Gov. Tom Corbett couldn't persuade the state Legislature to support pension reform. So now he's trying to persuade you and your neighbors to do it for him.
At his latest stop on a statewide tour, Corbett spoke at the Lower Macungie Township Community Center on Wednesday and told residents to connect the dots between school districts' rising pension costs and homeowners' soaring tax bills.
"The pension crisis affects everyone — everyone in Pennsylvania," Corbett said. "It does create real problems for many families of all economic income levels, and it leads to property tax increases."
What does Corbett suggest that residents do about it?
"If you have a Democrat legislator or you know a Democrat legislator, call on them," Corbett said. "Ask them why they think there's not a pension crisis, because you're paying for it. You're paying for it every time you pay an increase in your property taxes."
Trailing Democratic candidate Tom Wolf by 22 points in the polls, Corbett is trying to simplify a complicated issue and generate support from frustrated homeowners. Unless the state passes pension reform, Pennsylvania residents could have to fix their old car instead of buying a new one and might not be able to buy that home they dreamed of owning, he said.
As an example, he introduced Patricia Felix, a 72-year-old retired Bethlehem woman who is a registered Republican and was once president of the Bethlehem GOP.
Felix said she will have to dip into her own 401(k) to pay for the Bethlehem Area School District's 5 percent tax increase. That isn't fair, Felix said, which is why she supports Corbett's plans for pension reform.
"This is about making life better for the people and the homeowners of Pennsylvania," Corbett said.
Flanked by state and local government officials, local residents and a Boy Scout, Corbett spoke next to a visual aid displaying Lehigh County school districts' rising pension costs.
Over the past decade, pension payments at the county's nine school districts have ballooned by $31 million, or about 356 percent, Corbett said. Statewide pension costs during that time have increased by $1.9 billion, or about 280 percent, he said. He noted those skyrocketing expenses have forced school districts to raise taxes on homeowners and business owners.
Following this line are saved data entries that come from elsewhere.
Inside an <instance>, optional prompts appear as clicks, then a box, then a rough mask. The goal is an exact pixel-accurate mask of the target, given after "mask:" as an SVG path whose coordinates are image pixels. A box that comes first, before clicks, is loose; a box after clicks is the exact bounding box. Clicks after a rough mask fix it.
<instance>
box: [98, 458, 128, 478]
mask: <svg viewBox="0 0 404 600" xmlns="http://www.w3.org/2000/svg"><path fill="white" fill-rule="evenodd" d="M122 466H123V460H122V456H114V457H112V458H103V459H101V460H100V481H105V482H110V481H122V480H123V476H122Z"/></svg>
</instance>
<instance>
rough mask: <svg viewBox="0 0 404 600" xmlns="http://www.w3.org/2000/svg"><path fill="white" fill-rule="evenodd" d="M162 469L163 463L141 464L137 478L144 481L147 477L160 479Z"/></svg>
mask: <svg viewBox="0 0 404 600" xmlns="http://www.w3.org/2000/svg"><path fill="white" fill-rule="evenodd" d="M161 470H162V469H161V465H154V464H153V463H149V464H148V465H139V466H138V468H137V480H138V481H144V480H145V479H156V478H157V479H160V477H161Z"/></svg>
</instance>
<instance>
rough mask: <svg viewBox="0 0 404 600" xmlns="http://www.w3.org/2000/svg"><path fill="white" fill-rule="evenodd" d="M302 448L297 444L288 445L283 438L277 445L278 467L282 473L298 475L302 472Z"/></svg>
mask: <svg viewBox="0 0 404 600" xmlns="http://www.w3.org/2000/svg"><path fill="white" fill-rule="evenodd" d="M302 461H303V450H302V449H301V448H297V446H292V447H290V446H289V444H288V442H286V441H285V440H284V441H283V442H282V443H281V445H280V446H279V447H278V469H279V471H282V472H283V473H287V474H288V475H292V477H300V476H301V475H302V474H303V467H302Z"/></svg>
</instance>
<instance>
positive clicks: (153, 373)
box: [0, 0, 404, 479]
The governor's presentation was on point, said Jack Silva, the Bethlehem Area School District's chief academic officer.
"I'm no expert, and I don't know what the best solution is," Silva said in a phone interview, "but I do know that without a solution there is going to be a continuation of what we've seen."
Corbett did not explain what pension reform means for state and public school employees until he was asked during a question-and-answer session.
He supports a proposal by Rep. Mike Tobash, R-Schuylkill, allowing new employees to apply the first $50,000 of their salaries toward benefits guaranteed by a traditional pension system. Any salary above that would be covered by a 401(k)-style private plan estimated to save taxpayers $15 billion over 30 years.
Current employees and retirees would not see their benefits changed.
Sen. Pat Browne, R-Lehigh, and Rep. Ryan Mackenzie, R-Lehigh, also spoke, saying they support Corbett and pension reform.
Before the event began, the Campaign for a Fresh Start, the political action committee founded by Wolf, released a statement saying the governor continues to mislead voters about his failed record.
The statement blamed Corbett's previous budget cuts for higher school taxes, and criticized his resistance to instituting a severance tax on oil and gas companies — which Wolf favors — to cover the growing pension costs.
Wolf's PAC also pointed to Corbett's previous statement that pension reform will not result in immediate substantial savings.
As Corbett struggles to win over the Legislature on the need to promptly pass significant pension reforms, he's facing an even tougher battle in his bid for a second term amid meager poll numbers and the beginnings of a negative ad war.
After the pension event, the Republican incumbent brought in a little GOP star power to help bolster his campaign coffers. Louisiana Gov. Bobby Jindal joined him at fundraiser Wednesday evening at the North Whitehall Township home of David and Jackie Jaindl, the turkey farm magnates and residential and commercial land developers.
Jindal said in a phone interview before the fundraiser that as vice chairman of the Republican Governors Association, he's not concerned by Corbett's poll numbers. The state's lower unemployment rate and Corbett's spending cuts are signs that he made tough but necessary choices, Jindal said.
"I think Tom shows that he doesn't govern based on polls," said Jindal, who is mulling a 2016 presidential run. "He knows that it's about following your principles."
The 200-person fundraiser was anticipated to be the governor's largest in the Lehigh Valley during this election cycle. Corbett campaign spokesman Billy Pitman confirmed that the event raised $350,000.
While it was a private event, some Lehigh Valley drivers may have caught a glimpse of Jindal anyway. To greet the two Republican governors, the Jaindls bought a digital billboard ad along Route 22, featuring head shots of the two men.